Chi più di tutti ha beneficiato dell’effetto-Stipcevic è stato Ron Slay, ago della bilancia offensivo nel bene e nel male della formazione biancorossa, rigenerato dall’arrivo di un play in grado di attivarlo con puntualità così come avveniva in passato con Randy Childress. La capacità del regista croato di migliorare il contesto in cui opera è evidenziata dal nettissimo incremento del “fatturato” del lungo di Nashville: nelle ultime 6 gare ha viaggiato a 18,6 punti di media con il 71% dal campo (prima dell’arrivo di Rok il bottino era di 12,5 punti col 61% da due). Effetto-Stipcevic decisamente positivo anche nel caso di Kangur, salito a 12,1 punti e 7,2 rimbalzi dopo l’arrivo del regista del 1986 che ha indotto Recalcati ad adottare un assetto più dinamico, spostando stabilmente l’estone nel ruolo a lui più congeniale di secondo lungo. Anche se con l’arrivo del connazionale Talts - pivot agile e con i piedi veloci, caratteristica mancante ai membri del reparto interni - è possibile che l’atleta del 1982 torni a fare il pendolo tra i due ruoli di ala come già accaduto efficacemente contro Caserta.

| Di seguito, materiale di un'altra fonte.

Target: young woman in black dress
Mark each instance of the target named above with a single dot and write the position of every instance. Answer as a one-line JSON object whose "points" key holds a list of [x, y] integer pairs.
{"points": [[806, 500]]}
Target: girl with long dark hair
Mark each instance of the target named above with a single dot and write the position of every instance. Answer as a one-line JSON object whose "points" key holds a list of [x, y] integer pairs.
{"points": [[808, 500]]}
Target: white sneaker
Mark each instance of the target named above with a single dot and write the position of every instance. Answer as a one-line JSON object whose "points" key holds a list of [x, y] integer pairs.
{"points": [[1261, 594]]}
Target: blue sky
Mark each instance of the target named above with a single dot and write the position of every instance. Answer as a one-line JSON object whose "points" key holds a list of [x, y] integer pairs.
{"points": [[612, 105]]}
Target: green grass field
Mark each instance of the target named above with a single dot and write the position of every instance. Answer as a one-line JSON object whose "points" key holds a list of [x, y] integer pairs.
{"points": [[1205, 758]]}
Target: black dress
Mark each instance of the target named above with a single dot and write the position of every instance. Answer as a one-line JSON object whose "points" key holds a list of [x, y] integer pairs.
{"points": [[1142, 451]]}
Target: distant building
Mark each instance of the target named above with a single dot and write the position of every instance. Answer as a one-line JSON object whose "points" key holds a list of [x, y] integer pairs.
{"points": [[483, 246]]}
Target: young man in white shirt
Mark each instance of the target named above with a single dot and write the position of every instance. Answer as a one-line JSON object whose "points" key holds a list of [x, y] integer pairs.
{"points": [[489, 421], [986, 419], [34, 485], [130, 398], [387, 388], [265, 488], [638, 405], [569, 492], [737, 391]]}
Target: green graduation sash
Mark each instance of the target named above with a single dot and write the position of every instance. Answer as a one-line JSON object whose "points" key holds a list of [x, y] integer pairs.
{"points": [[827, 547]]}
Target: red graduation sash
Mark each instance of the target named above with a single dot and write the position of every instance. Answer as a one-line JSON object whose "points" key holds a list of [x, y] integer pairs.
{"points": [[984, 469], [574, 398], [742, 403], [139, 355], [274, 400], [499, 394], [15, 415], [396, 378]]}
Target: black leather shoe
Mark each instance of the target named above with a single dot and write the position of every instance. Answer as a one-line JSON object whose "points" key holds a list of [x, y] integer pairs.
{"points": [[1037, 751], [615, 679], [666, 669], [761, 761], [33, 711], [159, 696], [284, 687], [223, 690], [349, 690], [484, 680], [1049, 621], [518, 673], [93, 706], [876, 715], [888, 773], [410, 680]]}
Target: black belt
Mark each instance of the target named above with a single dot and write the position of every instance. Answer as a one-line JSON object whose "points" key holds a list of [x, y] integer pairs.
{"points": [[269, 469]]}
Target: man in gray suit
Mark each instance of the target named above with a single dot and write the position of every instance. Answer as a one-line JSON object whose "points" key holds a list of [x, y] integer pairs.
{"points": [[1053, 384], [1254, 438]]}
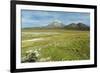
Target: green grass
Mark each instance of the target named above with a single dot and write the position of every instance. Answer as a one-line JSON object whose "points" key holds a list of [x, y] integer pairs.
{"points": [[62, 45]]}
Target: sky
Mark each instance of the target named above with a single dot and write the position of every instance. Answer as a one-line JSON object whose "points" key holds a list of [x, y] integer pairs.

Proprio il rinnovo contrattuale di Kangur sarebbe il secondo punto fermo in ottica futura - al di là dei rapporti già in essere per il 2012 con Fajardo e Demartini e le opzioni con Rannikko, Righetti, Thomas e Talts - sul quale la società vorrebbe costruire la Cimberio del futuro. E proprio in quest’ottica gli elementi in scadenza di contratto si giocheranno l’eventuale rinnovo: pensando alla formula regolamentare “2+4”, il gruppo degli europei ha dimostrato di poter costituire una valida ossatura per una squadra dalle ambizioni playoff, avendo però caratteristiche da elementi di supporto in un sistema in cui le punte dell’attacco sono Phil Goss e Ron Slay.

Toccherà a loro - e soprattutto al lungo del 1981, croce e delizia tra allenamenti e partite ma perfetto finalizzatore del lavoro di tessitura compiuto da Stipcevic - dimostrare nelle prossime sei gare di meritare il posto da uomini-cardine anche in ottica futura, garantendo alla Cimberio di mettere le mani sui primi otto posti già in quello che doveva essere l’anno zero del nuovo corso di “Varese nel Cuore”.